2022年1月27日木曜日

今年の“初ガツオ”

                      
 日曜日の夜は刺し身と決めている。1月23日にいつもの魚屋へ行くと、「カツオがあります」。「おっ、“初ガツオ”だね」。店主は最初「えっ!」という表情をしたが、すぐニッコリして応じた。「そうですね」

 初日の出や初詣、初縁日といったように、その年最初の行事や自然現象には「初」が付く。それと同じで、1月下旬に早くも今年(2022年)最初のカツ刺しを食べた=写真上1。

ちょっと前にも書いたが、この冬は師走に入っても市場に生ガツオが入荷した。カツオがなかったのは12月19日だけで、そのときには白身の魚の盛り合わせにした。

年が改まった1月は9、16日とメジマグロを食べた。カツオがなくてメジがあれば、店主は黙ってそれを刺し身にする。

拙ブログによれば、「メジマグロですが」といわれて、初めてメジ刺しを口にしたのは震災前の冬だった。

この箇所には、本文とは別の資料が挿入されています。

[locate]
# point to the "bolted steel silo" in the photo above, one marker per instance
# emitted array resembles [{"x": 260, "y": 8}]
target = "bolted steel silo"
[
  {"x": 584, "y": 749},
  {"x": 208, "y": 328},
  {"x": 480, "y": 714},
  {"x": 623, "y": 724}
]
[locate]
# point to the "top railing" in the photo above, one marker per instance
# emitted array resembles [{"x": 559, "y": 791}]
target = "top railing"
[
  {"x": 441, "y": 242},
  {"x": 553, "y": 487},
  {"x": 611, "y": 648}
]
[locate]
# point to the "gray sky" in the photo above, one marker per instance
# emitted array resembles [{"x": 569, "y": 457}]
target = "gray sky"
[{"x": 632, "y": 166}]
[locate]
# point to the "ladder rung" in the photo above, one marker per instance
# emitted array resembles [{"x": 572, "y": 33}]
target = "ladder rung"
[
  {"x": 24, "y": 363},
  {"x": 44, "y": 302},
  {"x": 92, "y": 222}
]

マグロの赤い刺し身はほとんど食べない。が、冬、たまたま入荷したピンク色の「メジ刺し」を口にしたら、“トロガツオ”に引けを取らないうまさだった。カツオの次にメジが好きになった。

メジをつついていると、いつも遠い日の記憶がよみがえる。若いころ、正月になると1年先輩の家に飲みに行った。そのとき出てきたごちそうがピンク色の「マグロの刺し身」だった。今思うと、メジだったのだ。

そのころはホンマグロの子どもをメジマグロという、なんてことも知らずに、ただ「うまい、うまい」と言って食べていた。

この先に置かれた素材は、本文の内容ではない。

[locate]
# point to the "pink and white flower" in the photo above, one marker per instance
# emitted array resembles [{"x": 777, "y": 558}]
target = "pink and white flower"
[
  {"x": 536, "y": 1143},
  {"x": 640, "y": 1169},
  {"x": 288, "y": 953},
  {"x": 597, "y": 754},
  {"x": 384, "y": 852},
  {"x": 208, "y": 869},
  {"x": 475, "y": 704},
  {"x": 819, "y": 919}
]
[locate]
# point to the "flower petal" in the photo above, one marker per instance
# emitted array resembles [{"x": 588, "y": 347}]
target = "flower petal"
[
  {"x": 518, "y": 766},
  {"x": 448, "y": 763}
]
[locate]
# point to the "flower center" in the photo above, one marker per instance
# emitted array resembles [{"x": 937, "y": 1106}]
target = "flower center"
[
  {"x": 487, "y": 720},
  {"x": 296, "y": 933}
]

1月はだからメジでもかまわない、そんなつもりで行ったら、“初ガツオ”があった。高知産だという。メジはわさび醤油で、カツオはやはりわさびも混ぜたにんにく醤油で食べる。ニンニクのかけらが大きかったので、すりおろすと量が多い。舌がヒリヒリした。

例年は2月3日(2018年)、同7日(2016年)と、立春前後に最初のカツ刺しを口にしていたのだが、去年(2021年)は今年より早い1月17日だった。この調子だと、1年中カツ刺しが食べられるようになる?

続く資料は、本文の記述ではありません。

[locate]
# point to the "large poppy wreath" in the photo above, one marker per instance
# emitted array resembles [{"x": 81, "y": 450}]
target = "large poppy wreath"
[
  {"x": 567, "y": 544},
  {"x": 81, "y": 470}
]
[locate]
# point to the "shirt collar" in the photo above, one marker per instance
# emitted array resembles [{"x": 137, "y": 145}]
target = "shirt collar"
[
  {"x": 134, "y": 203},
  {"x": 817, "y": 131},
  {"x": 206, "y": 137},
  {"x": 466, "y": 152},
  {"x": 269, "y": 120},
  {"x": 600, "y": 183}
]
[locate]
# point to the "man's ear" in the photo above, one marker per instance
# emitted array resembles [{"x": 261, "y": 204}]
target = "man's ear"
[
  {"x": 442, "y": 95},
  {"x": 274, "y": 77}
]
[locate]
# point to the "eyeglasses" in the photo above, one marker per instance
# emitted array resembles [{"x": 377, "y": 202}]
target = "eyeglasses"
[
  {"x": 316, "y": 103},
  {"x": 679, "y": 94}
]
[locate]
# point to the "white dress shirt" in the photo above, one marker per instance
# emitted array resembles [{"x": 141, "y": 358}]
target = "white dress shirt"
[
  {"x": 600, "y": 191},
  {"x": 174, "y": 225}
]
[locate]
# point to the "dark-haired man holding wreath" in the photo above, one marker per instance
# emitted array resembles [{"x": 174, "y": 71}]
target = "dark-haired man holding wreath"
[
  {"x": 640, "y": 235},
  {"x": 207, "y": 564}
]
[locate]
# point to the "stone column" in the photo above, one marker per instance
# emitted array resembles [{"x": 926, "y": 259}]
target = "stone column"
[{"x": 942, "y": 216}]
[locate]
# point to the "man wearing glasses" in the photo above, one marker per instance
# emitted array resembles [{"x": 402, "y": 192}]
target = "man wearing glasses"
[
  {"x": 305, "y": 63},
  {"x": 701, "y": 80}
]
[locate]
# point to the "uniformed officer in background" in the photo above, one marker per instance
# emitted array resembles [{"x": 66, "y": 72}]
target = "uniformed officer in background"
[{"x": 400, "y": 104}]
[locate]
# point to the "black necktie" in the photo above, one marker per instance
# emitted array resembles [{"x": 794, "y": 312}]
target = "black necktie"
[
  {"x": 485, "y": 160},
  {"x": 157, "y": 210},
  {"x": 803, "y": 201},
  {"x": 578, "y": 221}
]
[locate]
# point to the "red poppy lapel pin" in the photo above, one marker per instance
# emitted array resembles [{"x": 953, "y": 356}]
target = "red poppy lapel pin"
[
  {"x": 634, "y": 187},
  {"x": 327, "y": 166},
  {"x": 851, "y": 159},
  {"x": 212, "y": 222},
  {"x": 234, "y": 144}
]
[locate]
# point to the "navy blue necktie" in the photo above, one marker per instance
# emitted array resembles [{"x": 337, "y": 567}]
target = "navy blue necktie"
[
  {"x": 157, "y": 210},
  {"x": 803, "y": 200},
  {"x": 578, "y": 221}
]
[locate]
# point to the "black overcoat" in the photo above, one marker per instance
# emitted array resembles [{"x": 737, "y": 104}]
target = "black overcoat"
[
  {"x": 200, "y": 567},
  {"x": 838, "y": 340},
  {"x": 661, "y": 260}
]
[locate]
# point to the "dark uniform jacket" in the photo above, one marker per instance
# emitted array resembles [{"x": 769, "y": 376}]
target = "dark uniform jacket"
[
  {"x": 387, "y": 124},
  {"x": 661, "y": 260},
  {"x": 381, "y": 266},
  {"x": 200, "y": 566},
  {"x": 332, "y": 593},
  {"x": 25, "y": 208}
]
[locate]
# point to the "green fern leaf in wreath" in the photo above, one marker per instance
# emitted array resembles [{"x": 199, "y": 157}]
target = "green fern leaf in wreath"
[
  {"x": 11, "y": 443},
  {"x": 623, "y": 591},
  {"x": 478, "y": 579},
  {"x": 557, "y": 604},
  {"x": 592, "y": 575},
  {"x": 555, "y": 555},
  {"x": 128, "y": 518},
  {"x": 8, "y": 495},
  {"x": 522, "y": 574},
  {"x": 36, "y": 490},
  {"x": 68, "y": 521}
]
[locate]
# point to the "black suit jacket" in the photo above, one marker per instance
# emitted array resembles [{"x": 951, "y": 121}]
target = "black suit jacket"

刺し身の上には一片のナンテンの葉、あるいはパセリが彩りに添えられる。パセリは、義弟も私も嫌いではない。早いもの勝ちだ。

ある日、カミサンとハウス園芸直売所へ行ったとき、パセリのポット苗を買った。一つは家の台所の軒下に、もう一つは夏井川渓谷の隠居の玄関わきに定植した。

軒下のパセリは勢いがいい=写真上2。あまり手をかけなくても増えるというので、私のような人間には向いている。

先日はてんぷらになって出た。口直しには欠かせない。胸の内にも、そこにパセリがある、いつでも摘める、という安心感が根づいた。